We used to call the dentist's office at 11:00 at night just to hear the town's first answering machine. We would pause our Betamax recording of Magnum PI every other minute just because it was so cool to be able to stare at a single frozen picture on your TV for as long as you wanted, and we would fast-scan through the commercials, giggling at the hyper-movement of the people. We laughed at the possibility of owning our own $1,000 compact disc player.

We didn't laugh at our clothes... or our hair. Big hair was beautiful. Wearing suspenders was stylish. Argyle socks were in for a while... along with thin leather ties. Collar up. Neon colors for a while were in, and then black-and-white... whatever Chess King dictated. Guys got their ears pierced and mousse and gel and spray were as important as toothpaste and deodorant. Concert T-shirts were also important, to show that you were cool enough to be there, but a Hard Rock Cafe T-shirt from some exotic locale was worth its weight in gold.
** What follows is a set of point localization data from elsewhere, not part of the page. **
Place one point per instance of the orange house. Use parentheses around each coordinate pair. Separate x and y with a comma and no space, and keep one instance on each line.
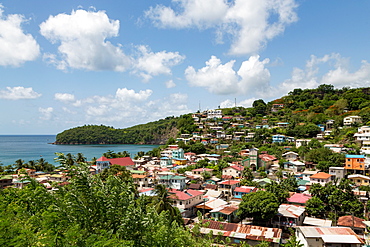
(355,162)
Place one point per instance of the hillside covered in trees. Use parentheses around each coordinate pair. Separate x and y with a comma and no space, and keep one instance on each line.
(157,132)
(303,109)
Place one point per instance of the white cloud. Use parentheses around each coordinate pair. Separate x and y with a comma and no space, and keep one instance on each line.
(251,24)
(82,36)
(124,94)
(46,113)
(170,84)
(150,64)
(64,97)
(231,103)
(126,107)
(15,93)
(218,78)
(16,47)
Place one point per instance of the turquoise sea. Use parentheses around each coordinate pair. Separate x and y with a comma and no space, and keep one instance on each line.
(34,147)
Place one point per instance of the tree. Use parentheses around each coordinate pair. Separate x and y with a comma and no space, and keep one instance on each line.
(162,202)
(315,207)
(261,205)
(292,241)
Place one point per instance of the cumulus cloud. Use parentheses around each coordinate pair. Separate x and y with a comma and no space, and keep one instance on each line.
(150,64)
(249,23)
(64,97)
(170,84)
(15,93)
(82,38)
(125,107)
(251,78)
(46,113)
(16,47)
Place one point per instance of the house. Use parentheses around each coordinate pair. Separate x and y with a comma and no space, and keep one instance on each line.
(282,125)
(235,171)
(307,174)
(266,160)
(200,171)
(214,114)
(103,163)
(173,181)
(5,181)
(337,172)
(359,180)
(336,148)
(186,200)
(278,138)
(355,163)
(291,156)
(355,223)
(228,187)
(240,233)
(165,162)
(295,166)
(300,142)
(299,199)
(289,216)
(141,180)
(239,192)
(225,212)
(351,120)
(321,178)
(310,221)
(311,236)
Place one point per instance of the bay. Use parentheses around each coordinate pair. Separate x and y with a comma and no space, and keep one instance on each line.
(34,147)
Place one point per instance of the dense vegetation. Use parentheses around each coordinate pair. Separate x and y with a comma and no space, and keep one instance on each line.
(151,133)
(89,211)
(303,109)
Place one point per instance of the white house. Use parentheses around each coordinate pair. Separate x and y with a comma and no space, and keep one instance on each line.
(292,156)
(350,120)
(235,171)
(173,181)
(311,236)
(321,178)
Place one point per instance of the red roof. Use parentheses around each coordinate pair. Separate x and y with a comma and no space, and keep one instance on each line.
(299,198)
(267,157)
(229,182)
(350,221)
(245,189)
(124,161)
(321,175)
(184,195)
(236,167)
(203,169)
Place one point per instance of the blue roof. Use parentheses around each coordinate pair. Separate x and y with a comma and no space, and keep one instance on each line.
(355,156)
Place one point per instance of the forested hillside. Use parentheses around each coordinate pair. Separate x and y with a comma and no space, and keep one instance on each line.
(303,109)
(157,132)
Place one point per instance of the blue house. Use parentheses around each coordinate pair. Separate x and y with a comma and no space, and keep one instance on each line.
(278,138)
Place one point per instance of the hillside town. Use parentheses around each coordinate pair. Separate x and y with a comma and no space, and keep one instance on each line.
(217,195)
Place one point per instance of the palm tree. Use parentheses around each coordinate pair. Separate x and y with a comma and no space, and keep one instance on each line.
(80,158)
(19,164)
(162,202)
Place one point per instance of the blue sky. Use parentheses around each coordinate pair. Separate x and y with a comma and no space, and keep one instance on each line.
(120,63)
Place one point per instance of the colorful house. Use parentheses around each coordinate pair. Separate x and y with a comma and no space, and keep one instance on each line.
(355,163)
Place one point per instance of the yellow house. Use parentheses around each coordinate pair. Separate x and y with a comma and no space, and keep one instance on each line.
(359,179)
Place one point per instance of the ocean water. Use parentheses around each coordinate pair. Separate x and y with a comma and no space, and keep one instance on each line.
(34,147)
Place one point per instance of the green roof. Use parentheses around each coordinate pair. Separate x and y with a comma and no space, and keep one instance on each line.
(167,177)
(302,182)
(137,171)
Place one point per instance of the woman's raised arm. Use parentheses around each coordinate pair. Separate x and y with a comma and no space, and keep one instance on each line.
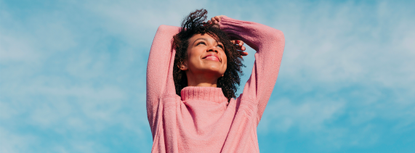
(158,67)
(269,45)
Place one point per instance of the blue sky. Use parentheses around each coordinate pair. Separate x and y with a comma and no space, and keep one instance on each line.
(72,74)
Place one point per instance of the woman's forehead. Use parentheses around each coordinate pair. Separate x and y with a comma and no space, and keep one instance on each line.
(205,36)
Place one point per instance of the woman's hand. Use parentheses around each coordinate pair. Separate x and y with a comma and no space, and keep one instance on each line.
(238,43)
(239,47)
(215,20)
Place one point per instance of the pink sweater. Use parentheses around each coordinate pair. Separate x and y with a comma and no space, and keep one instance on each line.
(202,120)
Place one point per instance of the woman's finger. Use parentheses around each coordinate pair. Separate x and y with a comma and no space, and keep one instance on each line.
(243,48)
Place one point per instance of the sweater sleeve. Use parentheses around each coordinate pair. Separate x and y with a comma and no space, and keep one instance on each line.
(158,69)
(269,46)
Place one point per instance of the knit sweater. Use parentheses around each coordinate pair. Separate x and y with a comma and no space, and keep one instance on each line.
(202,119)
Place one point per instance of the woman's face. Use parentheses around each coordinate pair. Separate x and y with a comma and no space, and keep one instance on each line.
(205,55)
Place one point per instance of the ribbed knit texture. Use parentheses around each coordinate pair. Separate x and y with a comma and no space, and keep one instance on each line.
(202,119)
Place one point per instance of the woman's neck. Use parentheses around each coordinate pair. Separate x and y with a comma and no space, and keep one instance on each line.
(204,80)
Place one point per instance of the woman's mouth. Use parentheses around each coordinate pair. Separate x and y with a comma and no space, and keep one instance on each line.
(212,57)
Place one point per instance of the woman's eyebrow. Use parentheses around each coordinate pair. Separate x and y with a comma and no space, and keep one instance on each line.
(198,39)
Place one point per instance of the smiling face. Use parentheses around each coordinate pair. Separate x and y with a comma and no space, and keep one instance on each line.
(205,55)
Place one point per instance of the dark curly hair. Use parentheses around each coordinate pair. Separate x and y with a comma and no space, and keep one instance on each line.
(194,24)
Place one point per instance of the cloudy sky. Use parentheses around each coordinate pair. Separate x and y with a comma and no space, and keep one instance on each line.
(72,74)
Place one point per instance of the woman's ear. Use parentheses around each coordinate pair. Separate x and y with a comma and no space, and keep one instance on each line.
(183,66)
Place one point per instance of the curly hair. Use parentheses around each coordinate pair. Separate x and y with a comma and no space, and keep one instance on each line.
(194,24)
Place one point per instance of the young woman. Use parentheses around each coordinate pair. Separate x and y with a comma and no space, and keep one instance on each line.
(192,75)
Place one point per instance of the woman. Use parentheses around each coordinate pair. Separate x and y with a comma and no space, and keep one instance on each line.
(191,83)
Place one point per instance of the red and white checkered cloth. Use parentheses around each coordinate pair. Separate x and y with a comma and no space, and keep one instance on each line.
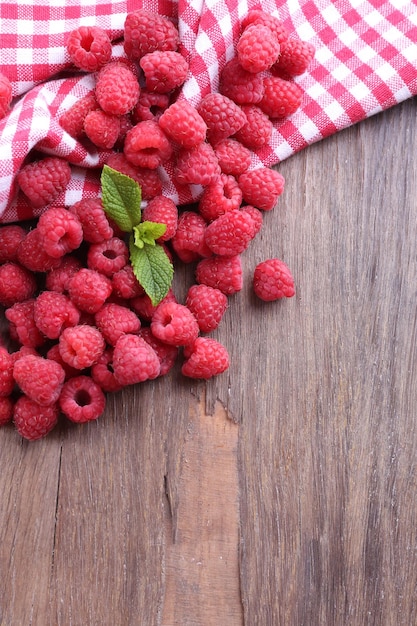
(365,62)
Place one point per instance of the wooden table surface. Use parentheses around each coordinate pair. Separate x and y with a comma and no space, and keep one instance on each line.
(282,493)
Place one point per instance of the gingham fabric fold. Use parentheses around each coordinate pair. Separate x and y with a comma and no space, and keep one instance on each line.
(365,62)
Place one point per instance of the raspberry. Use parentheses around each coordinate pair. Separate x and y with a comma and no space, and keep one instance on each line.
(16,283)
(42,181)
(10,237)
(146,145)
(149,180)
(164,70)
(82,400)
(257,48)
(57,278)
(93,219)
(108,257)
(262,187)
(72,120)
(117,88)
(5,95)
(230,234)
(32,255)
(220,197)
(234,158)
(60,231)
(222,116)
(53,312)
(281,97)
(80,346)
(208,358)
(183,124)
(32,420)
(114,320)
(89,290)
(208,306)
(272,279)
(89,47)
(295,57)
(239,85)
(102,128)
(224,273)
(134,360)
(257,130)
(39,379)
(162,210)
(22,327)
(173,323)
(167,354)
(145,31)
(197,166)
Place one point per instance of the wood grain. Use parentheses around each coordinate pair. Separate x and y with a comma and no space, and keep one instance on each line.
(298,464)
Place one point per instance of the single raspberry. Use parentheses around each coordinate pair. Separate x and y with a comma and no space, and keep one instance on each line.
(82,400)
(146,145)
(239,85)
(93,219)
(197,166)
(134,360)
(5,95)
(188,242)
(208,306)
(40,379)
(114,320)
(164,70)
(117,88)
(102,128)
(80,346)
(60,231)
(89,290)
(57,278)
(10,237)
(42,181)
(208,358)
(72,120)
(173,323)
(234,158)
(224,273)
(149,180)
(32,254)
(145,31)
(272,279)
(162,210)
(281,97)
(16,283)
(108,257)
(230,234)
(257,48)
(295,57)
(262,187)
(257,130)
(22,326)
(222,116)
(220,197)
(89,47)
(32,420)
(183,124)
(166,353)
(53,312)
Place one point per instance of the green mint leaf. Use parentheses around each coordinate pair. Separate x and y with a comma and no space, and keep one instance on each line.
(121,197)
(152,268)
(147,232)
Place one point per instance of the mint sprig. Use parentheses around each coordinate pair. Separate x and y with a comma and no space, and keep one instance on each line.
(121,198)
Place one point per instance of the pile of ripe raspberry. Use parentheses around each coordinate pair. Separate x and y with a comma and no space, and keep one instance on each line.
(82,324)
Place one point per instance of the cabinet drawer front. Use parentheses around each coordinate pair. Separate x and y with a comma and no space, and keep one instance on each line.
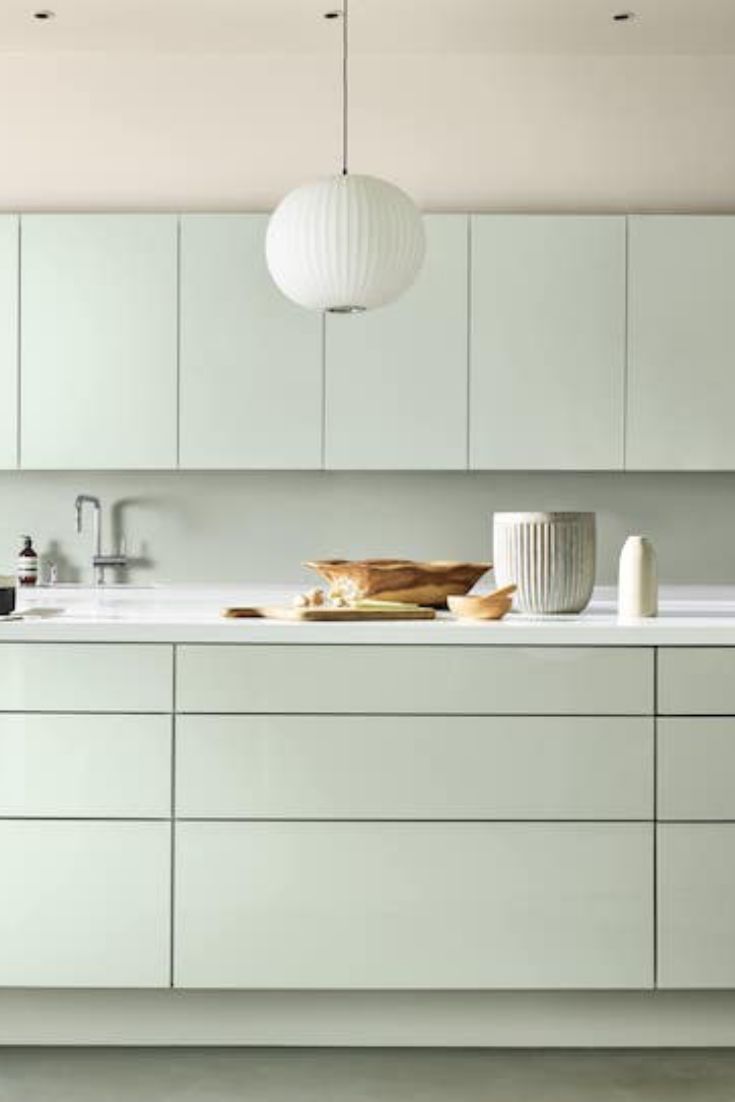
(696,681)
(465,680)
(413,905)
(695,867)
(696,768)
(85,905)
(61,677)
(410,767)
(85,766)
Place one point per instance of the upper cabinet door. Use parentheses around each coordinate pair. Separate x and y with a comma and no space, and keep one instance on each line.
(397,377)
(547,343)
(681,363)
(98,330)
(251,362)
(9,241)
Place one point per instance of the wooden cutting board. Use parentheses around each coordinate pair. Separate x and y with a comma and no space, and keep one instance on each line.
(331,615)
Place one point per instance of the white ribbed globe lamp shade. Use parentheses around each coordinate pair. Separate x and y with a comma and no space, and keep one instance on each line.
(345,244)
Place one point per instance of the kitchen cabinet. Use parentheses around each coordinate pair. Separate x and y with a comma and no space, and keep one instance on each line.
(85,766)
(99,342)
(85,904)
(9,346)
(681,382)
(696,905)
(397,377)
(547,342)
(61,677)
(414,680)
(696,681)
(430,906)
(696,768)
(251,362)
(413,767)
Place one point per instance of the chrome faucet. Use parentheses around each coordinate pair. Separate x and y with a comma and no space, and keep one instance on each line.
(99,561)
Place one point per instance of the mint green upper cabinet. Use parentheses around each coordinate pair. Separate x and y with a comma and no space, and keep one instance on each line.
(250,360)
(98,338)
(681,365)
(9,341)
(547,342)
(397,377)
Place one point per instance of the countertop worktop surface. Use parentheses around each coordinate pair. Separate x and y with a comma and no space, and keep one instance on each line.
(689,616)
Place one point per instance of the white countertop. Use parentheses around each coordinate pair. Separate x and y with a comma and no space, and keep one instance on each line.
(689,616)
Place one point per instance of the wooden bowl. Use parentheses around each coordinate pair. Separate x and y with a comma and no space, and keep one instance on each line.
(484,606)
(420,583)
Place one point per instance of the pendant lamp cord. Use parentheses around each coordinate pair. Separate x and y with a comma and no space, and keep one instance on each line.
(345,43)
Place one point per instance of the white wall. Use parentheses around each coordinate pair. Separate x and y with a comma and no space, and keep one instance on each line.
(257,527)
(236,131)
(558,133)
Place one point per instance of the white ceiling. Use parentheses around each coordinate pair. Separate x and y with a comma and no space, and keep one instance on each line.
(553,26)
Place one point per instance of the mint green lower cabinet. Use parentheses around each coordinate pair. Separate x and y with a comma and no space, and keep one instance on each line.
(413,767)
(696,681)
(547,342)
(366,905)
(681,384)
(251,389)
(99,341)
(86,677)
(696,768)
(696,905)
(415,679)
(85,904)
(9,345)
(397,377)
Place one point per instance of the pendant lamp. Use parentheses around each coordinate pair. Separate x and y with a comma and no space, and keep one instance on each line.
(347,242)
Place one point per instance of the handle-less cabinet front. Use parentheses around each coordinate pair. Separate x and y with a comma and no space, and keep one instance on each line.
(547,343)
(413,905)
(413,767)
(98,338)
(696,905)
(681,384)
(250,359)
(85,904)
(397,377)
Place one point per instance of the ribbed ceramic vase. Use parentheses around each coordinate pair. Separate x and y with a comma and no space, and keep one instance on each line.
(549,555)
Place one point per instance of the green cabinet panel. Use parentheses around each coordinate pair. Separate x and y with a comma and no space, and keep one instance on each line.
(250,360)
(397,377)
(98,337)
(681,365)
(547,343)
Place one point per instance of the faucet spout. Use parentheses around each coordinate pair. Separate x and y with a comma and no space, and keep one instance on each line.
(97,530)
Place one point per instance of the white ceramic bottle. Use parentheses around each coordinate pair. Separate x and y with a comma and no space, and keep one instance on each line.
(638,589)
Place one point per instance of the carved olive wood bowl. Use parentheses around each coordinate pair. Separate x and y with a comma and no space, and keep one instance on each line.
(421,583)
(484,606)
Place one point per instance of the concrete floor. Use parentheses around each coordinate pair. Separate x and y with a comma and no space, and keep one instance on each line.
(364,1076)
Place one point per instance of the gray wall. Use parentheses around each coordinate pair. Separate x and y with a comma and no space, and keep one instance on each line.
(253,527)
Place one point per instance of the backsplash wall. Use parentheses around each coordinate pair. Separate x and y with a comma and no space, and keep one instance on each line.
(259,526)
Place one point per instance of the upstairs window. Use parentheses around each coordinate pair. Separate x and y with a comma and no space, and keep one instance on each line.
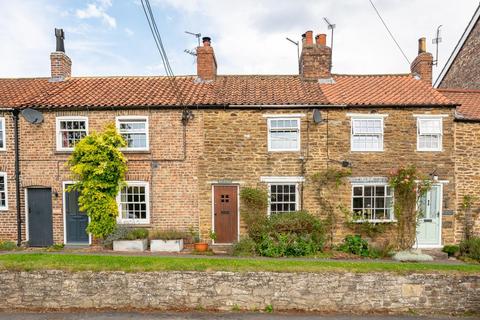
(372,202)
(3,191)
(133,203)
(70,130)
(284,134)
(135,132)
(2,135)
(367,134)
(429,134)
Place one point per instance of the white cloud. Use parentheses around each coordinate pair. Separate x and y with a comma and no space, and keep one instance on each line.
(98,10)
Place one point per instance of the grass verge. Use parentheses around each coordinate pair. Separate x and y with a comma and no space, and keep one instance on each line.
(74,262)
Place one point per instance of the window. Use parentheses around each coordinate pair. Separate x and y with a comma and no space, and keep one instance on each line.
(283,197)
(429,134)
(70,130)
(372,202)
(2,135)
(284,134)
(3,191)
(133,203)
(135,132)
(367,134)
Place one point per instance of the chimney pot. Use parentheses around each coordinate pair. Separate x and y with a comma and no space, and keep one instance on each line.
(321,39)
We were always 5 minutes away from being vaporized by Russians, but nobody could catch AIDS unless they were gay. Gang violence and crack cocaine was a more immediate threat to our children than sugar-filled fruit drinks and mind-numbing video games.

Ours was also the first time since the turn of the century to idolize business acumen. We made celebrities out of Iacocca and Trump. Revenge of the Nerds was more than a movie, with Bill Gates and Steven Hawking and Carl Sagan becoming respected household names.

Well... I'm sure there are all kinds of other things about the 1980s that made it a great decade, but I was only a teenager then. These are the things that I remember.

3 comments:

Heather said...

here here!

Jil Wrinkle said...

Thank you. (Takes a bow.)

Anonymous said...

Good you enjoyed yourself so much! Sounds like you were awake and alive through a tumultuous decade.